IonQ’s public listing, through a merger with a special purpose acquisition company or Spac, comes as much larger amounts of capital have started to pour into quantum companies on rising hopes that rudimentary forms of the technology will soon be solving day-to-day problems for businesses.
Quantum computers harness the weird effects of quantum mechanics to process information in ways that massively accelerate certain types of calculation. But the difficulty of controlling the qubits at the heart of the systems has made it hard to build systems large enough to harness the effects in practical ways.
After raising $82m in its first six years as a private company, including a round of financing led by SoftBank earlier this year, IonQ’s public listing has brought in $635m. PsiQuantum, which is building quantum computers using a different technology based on photons, raised $450m in a private financing earlier this year.
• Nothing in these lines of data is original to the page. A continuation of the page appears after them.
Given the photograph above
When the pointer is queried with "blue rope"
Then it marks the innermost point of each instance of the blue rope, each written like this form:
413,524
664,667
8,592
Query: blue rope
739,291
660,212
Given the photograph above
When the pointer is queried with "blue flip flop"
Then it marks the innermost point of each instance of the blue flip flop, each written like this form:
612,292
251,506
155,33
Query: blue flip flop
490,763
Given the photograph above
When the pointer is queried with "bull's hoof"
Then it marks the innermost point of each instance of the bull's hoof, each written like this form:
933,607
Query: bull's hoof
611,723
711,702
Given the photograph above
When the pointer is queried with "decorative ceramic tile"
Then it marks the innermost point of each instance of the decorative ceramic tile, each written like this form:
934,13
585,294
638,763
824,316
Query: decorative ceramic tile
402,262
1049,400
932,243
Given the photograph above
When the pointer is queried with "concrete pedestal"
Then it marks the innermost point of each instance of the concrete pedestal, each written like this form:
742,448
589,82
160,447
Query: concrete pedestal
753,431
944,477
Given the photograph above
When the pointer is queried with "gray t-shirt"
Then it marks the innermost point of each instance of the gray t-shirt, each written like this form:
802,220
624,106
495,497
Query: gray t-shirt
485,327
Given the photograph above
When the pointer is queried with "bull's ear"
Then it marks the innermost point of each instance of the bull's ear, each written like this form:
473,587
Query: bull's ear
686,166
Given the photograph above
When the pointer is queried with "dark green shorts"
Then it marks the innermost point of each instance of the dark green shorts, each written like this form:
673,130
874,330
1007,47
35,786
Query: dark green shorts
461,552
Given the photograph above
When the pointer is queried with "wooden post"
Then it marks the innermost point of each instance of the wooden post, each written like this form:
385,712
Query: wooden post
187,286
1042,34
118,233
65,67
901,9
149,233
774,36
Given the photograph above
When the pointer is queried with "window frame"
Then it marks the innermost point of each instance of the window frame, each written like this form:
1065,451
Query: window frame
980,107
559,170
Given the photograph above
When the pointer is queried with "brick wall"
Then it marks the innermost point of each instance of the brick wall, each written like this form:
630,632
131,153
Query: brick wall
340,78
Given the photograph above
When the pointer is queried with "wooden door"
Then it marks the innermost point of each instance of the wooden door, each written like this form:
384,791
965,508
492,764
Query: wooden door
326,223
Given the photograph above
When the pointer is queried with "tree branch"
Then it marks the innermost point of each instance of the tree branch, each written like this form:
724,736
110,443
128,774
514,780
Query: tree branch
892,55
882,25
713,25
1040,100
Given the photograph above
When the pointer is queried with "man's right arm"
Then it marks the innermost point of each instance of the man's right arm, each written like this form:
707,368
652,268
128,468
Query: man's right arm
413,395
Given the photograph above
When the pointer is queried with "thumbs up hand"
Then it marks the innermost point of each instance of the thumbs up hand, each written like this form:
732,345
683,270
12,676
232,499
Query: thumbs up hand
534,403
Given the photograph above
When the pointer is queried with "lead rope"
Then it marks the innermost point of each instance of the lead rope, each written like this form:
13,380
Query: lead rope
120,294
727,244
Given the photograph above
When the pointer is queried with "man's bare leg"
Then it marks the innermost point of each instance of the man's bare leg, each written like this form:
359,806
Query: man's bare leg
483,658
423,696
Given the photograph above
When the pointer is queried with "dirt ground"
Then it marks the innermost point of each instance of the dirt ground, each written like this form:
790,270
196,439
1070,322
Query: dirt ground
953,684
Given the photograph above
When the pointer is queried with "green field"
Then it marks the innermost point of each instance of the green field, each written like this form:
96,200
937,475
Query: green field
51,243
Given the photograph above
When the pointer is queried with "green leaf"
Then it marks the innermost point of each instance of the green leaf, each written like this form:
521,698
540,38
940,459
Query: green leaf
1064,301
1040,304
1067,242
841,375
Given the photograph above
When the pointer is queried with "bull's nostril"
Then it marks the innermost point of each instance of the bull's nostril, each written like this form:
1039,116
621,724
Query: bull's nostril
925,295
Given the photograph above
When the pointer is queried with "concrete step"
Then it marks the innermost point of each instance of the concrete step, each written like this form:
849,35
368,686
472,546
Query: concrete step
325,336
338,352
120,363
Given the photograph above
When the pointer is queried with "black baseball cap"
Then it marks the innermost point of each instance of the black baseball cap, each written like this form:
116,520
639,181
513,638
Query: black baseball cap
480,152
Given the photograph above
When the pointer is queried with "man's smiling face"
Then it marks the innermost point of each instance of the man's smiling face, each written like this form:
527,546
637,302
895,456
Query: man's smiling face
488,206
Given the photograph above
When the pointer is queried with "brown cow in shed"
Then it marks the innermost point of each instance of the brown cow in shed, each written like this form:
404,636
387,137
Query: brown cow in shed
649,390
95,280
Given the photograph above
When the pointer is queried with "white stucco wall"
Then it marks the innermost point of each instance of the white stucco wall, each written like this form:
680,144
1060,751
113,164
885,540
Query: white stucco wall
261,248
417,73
Honeywell has agreed to inject $300m into a new quantum unit after merging with the UK’s Cambridge Quantum Computing.
Peter Chapman, the former Amazon executive who heads IonQ, predicts that his company’s quantum machines will match the world’s fastest supercomputers “in a couple of years”.
Software designed to work on the machines and run simulations was already demonstrating superiority to traditional computers, Chapman said. Much of the focus has been on using a quantum computer to speed up the time it takes to train a machine learning model, he added. However, the quantum systems capable of running these algorithms have yet to make the transition from science experiment to larger-scale production.
IonQ is predicting a rapid escalation in its business in the middle of this decade, with revenue jumping from $60m in 2024 to $522m in 2026. The revenue take-off would come when companies that pay to develop quantum applications start to use them in their day-to-day operations, Chapman said.
The ability to forecast far into the future was one of the main attractions of going public through a Spac and IonQ might not have been able to list under the tighter regulatory constraints on companies pursuing a standard initial public offering, he added.
Chapman conceded that the technology involved much higher risks than normal stock market investments, but added: “We’ve got to a point where companies have to be perfect by the time you get to an IPO. A lot of the risk has been removed, but a lot of the return has been removed too.”